The DHS Program User Forum: Dataset use (other programs) » filtering hhid in the HR file using R after importing in haven and using dplyr

Home » Data » Dataset use (other programs) » filtering hhid in the HR file using R after importing in haven and using dplyr

Show: Today's Messages :: Show Polls :: Message Navigator

filtering hhid in the HR file using R after importing in haven and using dplyr [message #13235]

Sun, 08 October 2017 11:04

newtoDHS2017
Messages: 6
Registered: September 2017
Location: Europe

Member

Dear forum,

I have a basic question on how to correctly select cases based on the hhid field in the HR file. I have imported the Rwanda 2015-16 DHS HR (household file) in STATA format into R using the haven package, and all seems to have worked well.

However, I am trying to select certain cases of HH records by making use of the caseid (the first field in the HR file) with no success. I noticed that in R, the caseid (hhid) is a character field with values such as "1 1", "1 2", "1 10" etc as this is a combination of the cluster number (hv001) and the household number (hv002).

I used the filter command of the R dplyr package to just get the first case but it does not work:

code example - t <- select(HR_dataset, hhid=="11").
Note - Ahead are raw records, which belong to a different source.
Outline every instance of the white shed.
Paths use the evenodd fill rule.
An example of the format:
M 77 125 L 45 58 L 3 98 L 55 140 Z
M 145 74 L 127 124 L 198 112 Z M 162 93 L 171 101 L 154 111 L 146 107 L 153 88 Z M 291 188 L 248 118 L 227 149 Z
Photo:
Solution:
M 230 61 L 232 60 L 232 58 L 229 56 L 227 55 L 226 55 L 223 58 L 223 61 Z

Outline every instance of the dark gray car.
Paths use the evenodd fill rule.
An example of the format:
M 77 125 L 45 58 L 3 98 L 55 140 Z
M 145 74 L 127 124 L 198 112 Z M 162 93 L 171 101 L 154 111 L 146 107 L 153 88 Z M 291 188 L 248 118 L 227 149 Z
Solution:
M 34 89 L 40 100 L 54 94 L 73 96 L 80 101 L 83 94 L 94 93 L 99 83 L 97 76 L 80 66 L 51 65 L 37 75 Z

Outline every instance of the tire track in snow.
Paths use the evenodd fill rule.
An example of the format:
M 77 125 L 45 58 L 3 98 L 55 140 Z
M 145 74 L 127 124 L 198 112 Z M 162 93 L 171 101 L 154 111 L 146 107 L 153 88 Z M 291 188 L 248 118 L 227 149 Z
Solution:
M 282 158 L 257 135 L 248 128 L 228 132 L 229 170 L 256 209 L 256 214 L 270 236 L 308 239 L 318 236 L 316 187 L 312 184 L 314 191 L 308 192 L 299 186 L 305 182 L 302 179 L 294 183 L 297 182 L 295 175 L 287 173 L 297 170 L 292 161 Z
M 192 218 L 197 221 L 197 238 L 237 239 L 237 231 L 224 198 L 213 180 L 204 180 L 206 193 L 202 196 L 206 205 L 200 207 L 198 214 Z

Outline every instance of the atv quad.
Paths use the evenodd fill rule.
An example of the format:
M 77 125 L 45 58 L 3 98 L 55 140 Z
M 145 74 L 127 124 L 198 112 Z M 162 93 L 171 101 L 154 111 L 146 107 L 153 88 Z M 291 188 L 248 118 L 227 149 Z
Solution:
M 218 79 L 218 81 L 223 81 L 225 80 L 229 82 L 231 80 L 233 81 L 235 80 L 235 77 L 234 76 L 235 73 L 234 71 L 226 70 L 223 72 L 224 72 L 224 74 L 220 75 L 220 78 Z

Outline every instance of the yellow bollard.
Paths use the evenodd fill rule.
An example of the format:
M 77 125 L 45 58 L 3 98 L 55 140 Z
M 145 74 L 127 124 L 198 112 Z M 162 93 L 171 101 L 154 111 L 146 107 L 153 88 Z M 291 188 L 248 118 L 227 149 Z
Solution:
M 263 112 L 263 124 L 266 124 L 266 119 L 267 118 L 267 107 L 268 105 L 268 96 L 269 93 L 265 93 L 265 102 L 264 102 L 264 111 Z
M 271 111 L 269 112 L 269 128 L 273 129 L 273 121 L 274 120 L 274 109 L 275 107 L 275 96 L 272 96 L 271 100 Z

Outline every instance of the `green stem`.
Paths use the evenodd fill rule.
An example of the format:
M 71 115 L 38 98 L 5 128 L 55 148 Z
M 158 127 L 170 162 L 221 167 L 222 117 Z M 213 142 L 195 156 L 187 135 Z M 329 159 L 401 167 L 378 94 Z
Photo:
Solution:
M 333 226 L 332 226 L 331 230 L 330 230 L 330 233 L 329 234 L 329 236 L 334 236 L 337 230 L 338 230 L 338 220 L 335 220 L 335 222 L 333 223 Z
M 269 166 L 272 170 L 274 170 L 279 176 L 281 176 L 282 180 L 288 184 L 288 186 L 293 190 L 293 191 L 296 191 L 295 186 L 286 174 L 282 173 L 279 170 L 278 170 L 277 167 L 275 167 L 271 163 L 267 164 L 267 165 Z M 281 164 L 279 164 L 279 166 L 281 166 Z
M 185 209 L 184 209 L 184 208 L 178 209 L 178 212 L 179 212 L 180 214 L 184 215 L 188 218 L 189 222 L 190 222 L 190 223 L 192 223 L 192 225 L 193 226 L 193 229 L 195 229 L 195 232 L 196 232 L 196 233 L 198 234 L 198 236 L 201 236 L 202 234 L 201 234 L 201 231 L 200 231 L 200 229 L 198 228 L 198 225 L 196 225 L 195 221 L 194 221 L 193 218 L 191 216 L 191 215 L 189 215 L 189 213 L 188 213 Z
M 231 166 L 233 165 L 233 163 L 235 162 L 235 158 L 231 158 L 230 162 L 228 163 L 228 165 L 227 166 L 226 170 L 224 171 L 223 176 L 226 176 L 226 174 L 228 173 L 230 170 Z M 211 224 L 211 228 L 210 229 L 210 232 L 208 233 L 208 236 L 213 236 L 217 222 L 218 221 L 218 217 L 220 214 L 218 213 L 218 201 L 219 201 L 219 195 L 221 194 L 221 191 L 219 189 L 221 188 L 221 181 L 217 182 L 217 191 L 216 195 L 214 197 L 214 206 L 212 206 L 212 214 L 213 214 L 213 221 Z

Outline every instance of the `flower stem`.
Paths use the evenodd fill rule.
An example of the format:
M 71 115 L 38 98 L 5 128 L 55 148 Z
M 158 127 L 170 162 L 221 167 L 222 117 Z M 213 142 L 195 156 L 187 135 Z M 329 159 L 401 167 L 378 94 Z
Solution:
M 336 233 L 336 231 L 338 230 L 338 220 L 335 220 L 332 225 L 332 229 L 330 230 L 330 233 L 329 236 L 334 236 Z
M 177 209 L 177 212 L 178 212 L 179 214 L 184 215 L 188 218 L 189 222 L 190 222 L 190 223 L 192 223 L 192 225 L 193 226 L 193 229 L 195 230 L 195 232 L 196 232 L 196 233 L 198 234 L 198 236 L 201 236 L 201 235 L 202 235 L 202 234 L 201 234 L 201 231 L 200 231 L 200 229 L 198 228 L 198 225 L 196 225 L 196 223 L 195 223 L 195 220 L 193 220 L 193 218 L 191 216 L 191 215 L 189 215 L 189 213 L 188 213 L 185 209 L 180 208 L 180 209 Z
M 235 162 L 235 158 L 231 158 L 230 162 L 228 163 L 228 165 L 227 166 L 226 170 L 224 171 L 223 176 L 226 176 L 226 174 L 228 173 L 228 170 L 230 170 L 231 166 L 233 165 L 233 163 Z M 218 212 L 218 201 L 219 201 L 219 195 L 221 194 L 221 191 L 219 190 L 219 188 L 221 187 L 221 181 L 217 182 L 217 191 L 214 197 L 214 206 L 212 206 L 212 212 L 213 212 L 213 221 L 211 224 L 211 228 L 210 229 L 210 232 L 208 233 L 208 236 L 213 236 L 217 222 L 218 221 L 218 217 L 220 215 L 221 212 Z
It does not return the line of record.

Then I thought it looks like there might be spaces in the hhid field given the way some hhid values are displayed, so equally I tried putting a space between the two 1s but this doesn't make a difference:

t <- select(HR_dataset, hhid =="1 1")

Can you let me know what I did wrong, or perhaps I should filter the cases using the cluster number and the household number (hv001,hv002) instead?

Thanks a lot for your help,

newtoDHS2017

Report message to a moderator

Re: filtering hhid in the HR file using R after importing in haven and using dplyr [message #13252 is a reply to message #13235]

Mon, 09 October 2017 07:54

Bridgette-DHS
Messages: 3230
Registered: February 2013

Senior Member

Following is a response from Senior DHS Stata Specialist, Tom Pullum:

The easiest solution will be to use hv001, hv002, and hvidx (cluster id, household id, and line number, respectively), all of which are numeric rather than strings.

Report message to a moderator

Re: filtering hhid in the HR file using R after importing in haven and using dplyr [message #13253 is a reply to message #13252]

Mon, 09 October 2017 10:06

newtoDHS2017
Messages: 6
Registered: September 2017
Location: Europe

Member

Dear Bridgette and Tom,

Many thanks for this.I used the cluster and hh data and they work fine now.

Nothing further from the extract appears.